ATB doesn't provide a WACC for battery technologies. Users can either provide the name of a different ATB technology to look up a value or a numeric value with the parameter atb_battery_wacc.

Technologies that should not be available in one or more model regions can be specified in new_gen_not_available. Note that it isn't necessary to list wind or solar technologies here -- if they aren't included with a region in renewables_clusters they won't be in the outputs.

User technologies

Users can supply their own cost and performance characteristics for other resources in the file additional_technologies_fn, which should be located in the extra_inputs folder. Only technologies listed in the parameter additional_new_gen will be included in a case.

NOTE: User technologies should have values for each planning year in model_year. The names of user technologies may need to be included in other settings parameters such as cost_multiplier_technology_map, eia_atb_tech_map, new_build_startup_costs, and model_tag_values.

Regional cost variation

PowerGenome uses regional cost multipliers from EIA to adjust ATB and user technology costs in different model regions. Model regions are mapped to EIA NEMS electricity market module (EMM) regions in cost_multiplier_region_map. Technology mappings from EIA's names should be included in cost_multiplier_technology_map. As EIA publishes new reports the regional modifiers may change. cost_multiplier_fn gives the name of a file located in "PowerGenome/data/cost_multipliers" that should be used.
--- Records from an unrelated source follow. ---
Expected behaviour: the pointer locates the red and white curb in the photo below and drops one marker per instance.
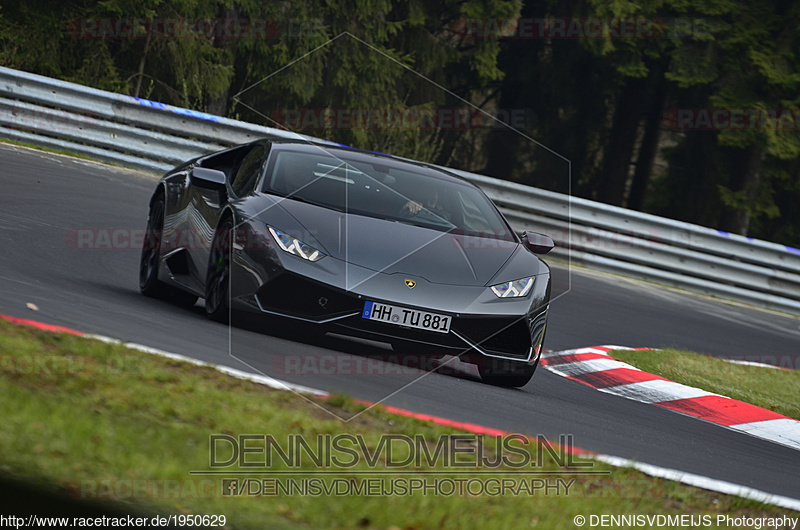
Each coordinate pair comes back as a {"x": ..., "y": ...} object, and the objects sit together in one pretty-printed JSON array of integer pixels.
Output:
[
  {"x": 690, "y": 479},
  {"x": 596, "y": 368}
]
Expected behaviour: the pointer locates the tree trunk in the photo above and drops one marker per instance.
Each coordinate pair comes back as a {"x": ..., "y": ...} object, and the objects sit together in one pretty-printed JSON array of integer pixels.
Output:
[
  {"x": 649, "y": 147},
  {"x": 619, "y": 150},
  {"x": 745, "y": 180},
  {"x": 140, "y": 73}
]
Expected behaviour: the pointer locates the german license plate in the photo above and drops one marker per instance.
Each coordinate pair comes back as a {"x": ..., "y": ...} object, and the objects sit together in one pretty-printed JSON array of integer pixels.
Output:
[{"x": 402, "y": 316}]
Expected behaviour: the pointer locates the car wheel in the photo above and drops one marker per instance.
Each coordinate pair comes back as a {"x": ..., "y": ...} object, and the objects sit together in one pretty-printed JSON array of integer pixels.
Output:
[
  {"x": 508, "y": 374},
  {"x": 218, "y": 277},
  {"x": 149, "y": 284}
]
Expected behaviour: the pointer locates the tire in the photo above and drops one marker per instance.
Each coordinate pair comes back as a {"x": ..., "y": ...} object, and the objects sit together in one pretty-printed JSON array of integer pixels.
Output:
[
  {"x": 218, "y": 276},
  {"x": 507, "y": 374},
  {"x": 149, "y": 262}
]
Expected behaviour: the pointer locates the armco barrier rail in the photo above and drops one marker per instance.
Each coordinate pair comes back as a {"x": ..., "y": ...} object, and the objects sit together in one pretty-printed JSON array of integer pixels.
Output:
[{"x": 152, "y": 136}]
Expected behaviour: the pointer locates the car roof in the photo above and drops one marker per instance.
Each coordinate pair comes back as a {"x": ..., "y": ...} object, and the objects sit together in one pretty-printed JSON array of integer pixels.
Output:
[{"x": 310, "y": 146}]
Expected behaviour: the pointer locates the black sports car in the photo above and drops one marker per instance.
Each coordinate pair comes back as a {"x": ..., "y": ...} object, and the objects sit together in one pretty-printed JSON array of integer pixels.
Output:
[{"x": 351, "y": 241}]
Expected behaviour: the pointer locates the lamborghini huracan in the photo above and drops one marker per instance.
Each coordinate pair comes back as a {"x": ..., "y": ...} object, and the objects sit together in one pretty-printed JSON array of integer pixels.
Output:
[{"x": 355, "y": 242}]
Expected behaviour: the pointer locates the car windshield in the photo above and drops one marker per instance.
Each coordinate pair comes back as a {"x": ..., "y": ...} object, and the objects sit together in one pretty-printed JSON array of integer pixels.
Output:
[{"x": 371, "y": 185}]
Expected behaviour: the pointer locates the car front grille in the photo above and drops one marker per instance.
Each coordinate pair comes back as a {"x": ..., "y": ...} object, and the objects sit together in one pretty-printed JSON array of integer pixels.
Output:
[{"x": 289, "y": 294}]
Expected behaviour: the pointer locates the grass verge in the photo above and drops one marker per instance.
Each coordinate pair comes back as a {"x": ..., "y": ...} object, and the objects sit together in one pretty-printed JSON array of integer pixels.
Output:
[
  {"x": 99, "y": 421},
  {"x": 770, "y": 388}
]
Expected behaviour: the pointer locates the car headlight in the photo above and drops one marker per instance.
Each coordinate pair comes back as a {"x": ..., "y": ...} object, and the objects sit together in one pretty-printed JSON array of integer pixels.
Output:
[
  {"x": 513, "y": 289},
  {"x": 295, "y": 246}
]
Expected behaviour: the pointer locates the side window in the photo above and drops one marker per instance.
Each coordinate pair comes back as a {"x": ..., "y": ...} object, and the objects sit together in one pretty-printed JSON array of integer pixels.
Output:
[{"x": 249, "y": 171}]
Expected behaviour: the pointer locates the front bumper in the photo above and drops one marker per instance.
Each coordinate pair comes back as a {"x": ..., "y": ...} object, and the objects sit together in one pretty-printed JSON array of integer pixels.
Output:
[{"x": 516, "y": 337}]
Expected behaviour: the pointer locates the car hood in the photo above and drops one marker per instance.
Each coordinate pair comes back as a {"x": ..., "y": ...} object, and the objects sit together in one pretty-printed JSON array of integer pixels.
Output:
[{"x": 392, "y": 247}]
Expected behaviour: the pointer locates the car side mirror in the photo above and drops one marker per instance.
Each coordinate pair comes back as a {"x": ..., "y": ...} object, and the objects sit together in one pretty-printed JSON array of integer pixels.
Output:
[
  {"x": 208, "y": 178},
  {"x": 537, "y": 243}
]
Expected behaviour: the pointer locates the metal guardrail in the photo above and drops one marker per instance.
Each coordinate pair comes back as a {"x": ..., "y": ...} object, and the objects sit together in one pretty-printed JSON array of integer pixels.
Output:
[{"x": 152, "y": 136}]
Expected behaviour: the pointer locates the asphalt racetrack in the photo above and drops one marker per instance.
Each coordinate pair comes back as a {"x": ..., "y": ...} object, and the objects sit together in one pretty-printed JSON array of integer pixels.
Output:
[{"x": 49, "y": 202}]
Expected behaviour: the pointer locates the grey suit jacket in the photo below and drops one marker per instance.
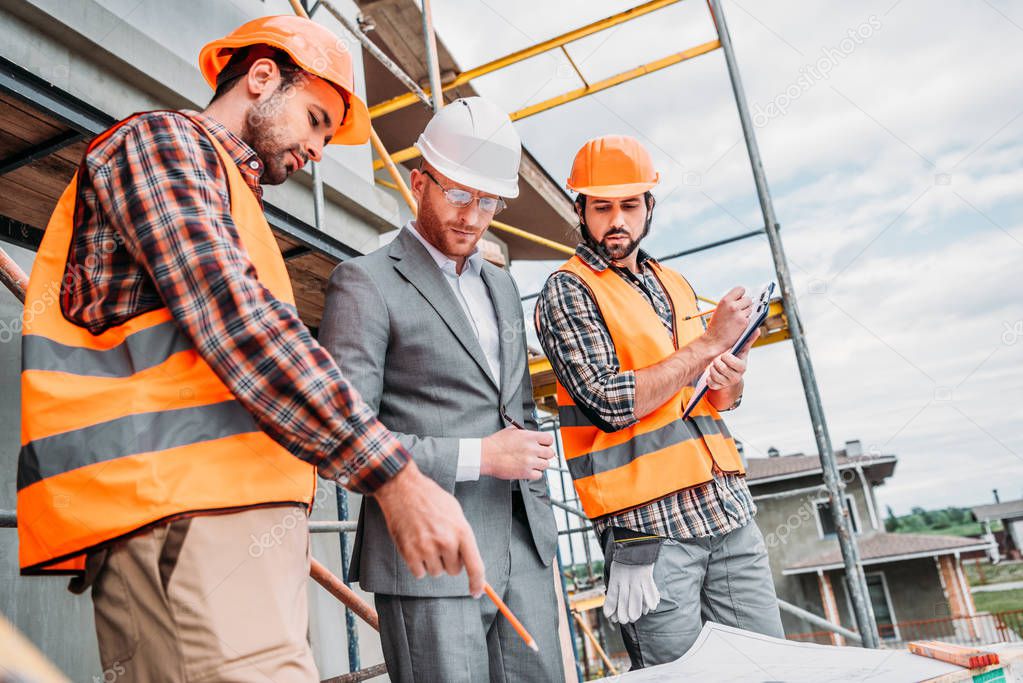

Users can include their own (additional) version of the regional cost multiplier file with other technology names in their extra inputs folder. The name of this file is given with the parameter user_regional_cost_multiplier_fn.

Startup costs

NOTE: If you are using a technology that is not from NREL ATB then you may need to modify new_build_startup_costs

The default fuel and O&M costs associated with generator startup events are from NREL documents and should only be modified if you really think you have better data. The only startup costs parameter that users may need to modify is new_build_startup_costs, which maps new-build technology names to technologies from NREL reports.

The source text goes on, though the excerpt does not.